Use the points (1,3) and (2,1) to find the equation of an example line. The first number in the pair is the x coordinate the second number in the pair is the y coordinate. Insert both points of the line in the slope formula(m=(y2-y1)/(x2-x1)). Either y-coordinate can be y1 and y2, as long as the x-coordinates for the second part of the equation correspond. For example if y2 equals 3, then x2 must equal 1 in this example.

Insert the formula into a calculator (you can also solve the problem manually if you prefer). Subtract y1 from y2 (in our problem, solve 3 minus 1). Subtract x1 from x2 (In our problem, solve 1 minus 2). In this problem the solution is 2 divided by -1. When you divide the quantity in this problem you are left with -2. So the slope of the line equals -2.

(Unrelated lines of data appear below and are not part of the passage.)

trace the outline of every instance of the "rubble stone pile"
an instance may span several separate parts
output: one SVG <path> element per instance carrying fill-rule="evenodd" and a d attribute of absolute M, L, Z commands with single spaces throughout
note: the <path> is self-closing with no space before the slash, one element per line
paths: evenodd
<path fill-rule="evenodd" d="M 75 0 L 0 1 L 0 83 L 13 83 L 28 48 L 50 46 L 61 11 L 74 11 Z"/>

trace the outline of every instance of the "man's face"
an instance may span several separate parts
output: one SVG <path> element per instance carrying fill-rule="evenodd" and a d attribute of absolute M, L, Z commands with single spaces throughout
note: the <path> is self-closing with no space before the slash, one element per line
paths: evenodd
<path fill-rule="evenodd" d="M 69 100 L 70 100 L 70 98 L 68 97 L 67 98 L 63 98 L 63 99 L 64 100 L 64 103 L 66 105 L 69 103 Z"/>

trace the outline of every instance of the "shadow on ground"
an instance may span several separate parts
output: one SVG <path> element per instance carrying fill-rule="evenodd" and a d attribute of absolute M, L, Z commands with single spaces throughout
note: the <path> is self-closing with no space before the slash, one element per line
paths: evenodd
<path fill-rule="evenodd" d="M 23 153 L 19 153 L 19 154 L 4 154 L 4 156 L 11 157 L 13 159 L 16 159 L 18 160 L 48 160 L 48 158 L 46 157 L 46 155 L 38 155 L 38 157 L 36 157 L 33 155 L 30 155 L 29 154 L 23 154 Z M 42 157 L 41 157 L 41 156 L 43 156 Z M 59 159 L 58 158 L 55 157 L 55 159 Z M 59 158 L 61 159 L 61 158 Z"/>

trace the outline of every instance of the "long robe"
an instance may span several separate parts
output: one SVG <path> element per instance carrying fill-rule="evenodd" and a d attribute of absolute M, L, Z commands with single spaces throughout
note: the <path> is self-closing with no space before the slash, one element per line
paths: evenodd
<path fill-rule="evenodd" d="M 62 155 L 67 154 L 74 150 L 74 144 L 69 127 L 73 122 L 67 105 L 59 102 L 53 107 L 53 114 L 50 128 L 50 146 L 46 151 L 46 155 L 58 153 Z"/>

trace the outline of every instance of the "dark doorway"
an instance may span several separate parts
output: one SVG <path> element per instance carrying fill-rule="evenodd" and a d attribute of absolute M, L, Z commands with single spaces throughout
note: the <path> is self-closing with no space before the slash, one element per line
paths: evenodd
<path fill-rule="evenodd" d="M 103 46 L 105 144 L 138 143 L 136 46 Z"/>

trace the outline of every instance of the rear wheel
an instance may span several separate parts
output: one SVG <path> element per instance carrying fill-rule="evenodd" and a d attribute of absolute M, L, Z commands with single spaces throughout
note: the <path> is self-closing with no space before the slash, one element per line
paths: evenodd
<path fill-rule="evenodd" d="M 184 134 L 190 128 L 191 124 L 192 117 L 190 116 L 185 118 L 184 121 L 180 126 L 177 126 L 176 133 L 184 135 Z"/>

Use the slope to find the y-intercept of a line. The y-intercept is represented by the letter b in the equation of a line. Solve for b using the equation y=mx+b. To find b, substitute the slope you found in the previous step (-2) for m. Then substitute one of the points on the line for y and x in the problem. We'll use the point (2,1). Now your problem is 1=-2x2+b.

Multiply -2 and 2, which equals -4. Now your problem is 1=-4+b.

Add -4 to both sides of the problem to get b alone. 1+-4 equals -3. So you're left with b=-3.

Substitute your solutions for m and b into the slope intercept equation (y=mx+b). This gives you y equals 2 multipled by x +-3. Now you can substitute any x point on the line and get the y intercept that corresponds to it.